Online learning systems that provide actionable and personalized guidance can help learners make better decisions during learning. Bayesian Knowledge Tracing (BKT) extensions and deep learning based approaches have demonstrated improved mastery prediction accuracy compared to the basic BKT model; however, neither set of models provides actionable guidance on learning activities beyond mastery prediction. We propose a novel framework for personalized knowledge tracing with attention mechanism.
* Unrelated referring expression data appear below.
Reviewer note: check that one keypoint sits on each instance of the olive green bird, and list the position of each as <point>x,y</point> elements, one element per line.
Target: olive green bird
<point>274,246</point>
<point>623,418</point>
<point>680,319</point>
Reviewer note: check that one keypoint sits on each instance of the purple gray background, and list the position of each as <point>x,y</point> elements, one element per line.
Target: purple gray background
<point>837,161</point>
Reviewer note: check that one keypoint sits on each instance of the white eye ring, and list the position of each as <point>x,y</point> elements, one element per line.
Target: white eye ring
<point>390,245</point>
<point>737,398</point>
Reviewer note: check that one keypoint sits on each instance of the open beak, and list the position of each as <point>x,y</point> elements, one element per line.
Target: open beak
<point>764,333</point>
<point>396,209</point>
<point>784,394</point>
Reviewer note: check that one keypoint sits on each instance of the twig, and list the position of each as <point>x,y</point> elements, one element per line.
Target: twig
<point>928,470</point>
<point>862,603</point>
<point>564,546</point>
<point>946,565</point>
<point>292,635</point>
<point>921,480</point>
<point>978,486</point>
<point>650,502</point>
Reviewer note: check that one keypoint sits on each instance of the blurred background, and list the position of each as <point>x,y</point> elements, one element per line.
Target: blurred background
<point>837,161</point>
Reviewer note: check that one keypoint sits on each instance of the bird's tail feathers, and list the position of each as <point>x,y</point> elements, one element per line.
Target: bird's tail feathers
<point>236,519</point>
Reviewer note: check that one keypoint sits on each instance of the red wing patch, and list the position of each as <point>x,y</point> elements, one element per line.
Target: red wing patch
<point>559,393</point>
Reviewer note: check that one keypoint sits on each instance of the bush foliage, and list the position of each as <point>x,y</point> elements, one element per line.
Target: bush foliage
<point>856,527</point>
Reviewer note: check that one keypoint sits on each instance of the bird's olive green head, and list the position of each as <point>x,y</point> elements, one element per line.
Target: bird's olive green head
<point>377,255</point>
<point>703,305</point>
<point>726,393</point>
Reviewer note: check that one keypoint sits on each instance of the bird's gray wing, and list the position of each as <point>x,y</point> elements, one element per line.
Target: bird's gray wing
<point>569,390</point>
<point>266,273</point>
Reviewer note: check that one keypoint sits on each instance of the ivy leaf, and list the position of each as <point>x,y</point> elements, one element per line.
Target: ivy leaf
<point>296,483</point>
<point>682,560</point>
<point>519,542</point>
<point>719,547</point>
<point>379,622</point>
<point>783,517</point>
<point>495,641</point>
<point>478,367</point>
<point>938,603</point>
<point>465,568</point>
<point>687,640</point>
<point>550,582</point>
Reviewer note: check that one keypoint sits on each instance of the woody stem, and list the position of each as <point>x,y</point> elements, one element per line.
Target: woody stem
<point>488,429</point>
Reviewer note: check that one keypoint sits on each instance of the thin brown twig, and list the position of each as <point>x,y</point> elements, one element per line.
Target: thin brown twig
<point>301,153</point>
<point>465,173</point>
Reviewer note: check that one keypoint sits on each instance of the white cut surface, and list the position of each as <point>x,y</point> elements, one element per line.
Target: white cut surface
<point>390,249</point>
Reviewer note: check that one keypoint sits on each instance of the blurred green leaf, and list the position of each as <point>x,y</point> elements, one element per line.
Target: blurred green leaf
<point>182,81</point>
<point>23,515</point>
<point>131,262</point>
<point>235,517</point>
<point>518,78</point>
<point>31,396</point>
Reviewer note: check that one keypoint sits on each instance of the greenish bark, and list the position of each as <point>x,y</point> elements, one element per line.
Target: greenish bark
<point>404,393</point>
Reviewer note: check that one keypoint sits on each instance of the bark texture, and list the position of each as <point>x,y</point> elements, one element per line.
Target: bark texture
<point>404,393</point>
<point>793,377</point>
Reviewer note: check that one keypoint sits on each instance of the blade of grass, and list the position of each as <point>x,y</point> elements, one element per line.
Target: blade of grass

Our proposed framework incorporates auxiliary learner attributes into knowledge tracing and interprets mastery prediction with the learning attributes. The proposed approach can also provide personalized next best learning activity recommendations. We demonstrate that the accuracy of the proposed approach in mastery prediction is slightly higher compared to deep learning based approaches and that the proposed approach can provide personalized next best learning activity recommendation.
可解释的个性化知识追踪和下一步学习活动推荐
提供可操作和个性化指导的在线学习系统可以帮助学习者在学习过程中做出更好的决定。与基本的BKT模型相比,贝叶斯知识跟踪(BKT)扩展和基于深度学习的方法已经证明了掌握预测的准确性;然而,这两组模型都没有为掌握预测之外的学习活动提供可操作的指导。提出了一种基于注意机制的个性化知识追踪框架。我们提出的框架将辅助学习者属性融入到知识跟踪中,并用学习属性解释掌握预测。所提出的方法还可以提供个性化的次优学习活动建议。我们证明,与基于深度学习的方法相比,所提出的方法在掌握预测方面的准确性略高,并且所提出的方法可以提供个性化的次优学习活动推荐。
本文章由计算机程序翻译,如有差异,请以英文原文为准。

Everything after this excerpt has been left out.